# Build a Bato-Bucket/Dutch-Pot System part 1



## mogie (Mar 21, 2007)

*How do I Build a Bato-Bucket/Dutch-Pot System?* 

*Introduction:* 

Here is my photo-report on building a Bato-Bucket, also called Dutch-pots, system. 
It is a very efficient top-drip set-up, easy to use and very safe. No more fear of power outage, the bato buckets have a 2l (about 1/2 Gallon) reservoir built in, that works as a wick system if nothing comes from above. The other big advantage over other drip systems like tube, tubbler or slab set-ups is that the plants are in individual containers that can be moved around, plus the (almost) 3 gallon container provides enough space for the root-mass. Batos have been around for years with proven results but lately haven't been seen that much. 

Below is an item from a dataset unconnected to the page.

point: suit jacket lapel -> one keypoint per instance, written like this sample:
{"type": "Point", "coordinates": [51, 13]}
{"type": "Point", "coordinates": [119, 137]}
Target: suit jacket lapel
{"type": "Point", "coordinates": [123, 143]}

You might have seen the bato buckets in a system called "Eve's Garden", which is a "Brand" product and therefore costs about $350 for a 6 pot and up to $600 for a 12 bucket system... OUCH! That might be the reason for the decline of the batos in the community. 


*Parts & Price List:* 

Bato Bucket: $4.90 each 16x $4.90 $78.40 
PVC Pipe: $3.85 per 10 feet. 25' x 0.385 $9.62 
PVC Fittings: $0.50 - 2.00 a piece. 8x $1 $ 8 
Feedline: $11 for 50', can also be bought in 10' for less than $5. 50' $11 
Feedline Links: $0.70 - $1.50 T, Elbow, shut-off valves, riser, endcaps 7 x misc. $15 
Drippers: $$0.75 - 1.25 a piece. (Including couplings) 32 x $1.25 $40 
Drip-line: $9 per 50 feet. 50' $ 9 
MAG Pump: $30, but smaller pump would do. Mag has low heat and energy use.1x $30 
Wooden planks: $7 each 4x $28 
Perlite: $18 per 24lbs. bag. 2x (1.5 used) $27 

This is a grand total of $191.02! Pretty good savings if you ask me. 


*Getting Started:* 

First you'll have to measure your space and decide how many buckets you will want to use. You can design this system as big or small as you like. In this FAQ, we build a 16 bucket system. Each bato measures 10"x12"x9". 4x 5' Rows with 4 batos each. We space the buckets 16" at center. You can space them wider or closer, depending on how long you're planning to veg. The rows are 20" on center which fits the footprint of the 1K light and reflector I'm using. Store price (without the light) would be about $750. 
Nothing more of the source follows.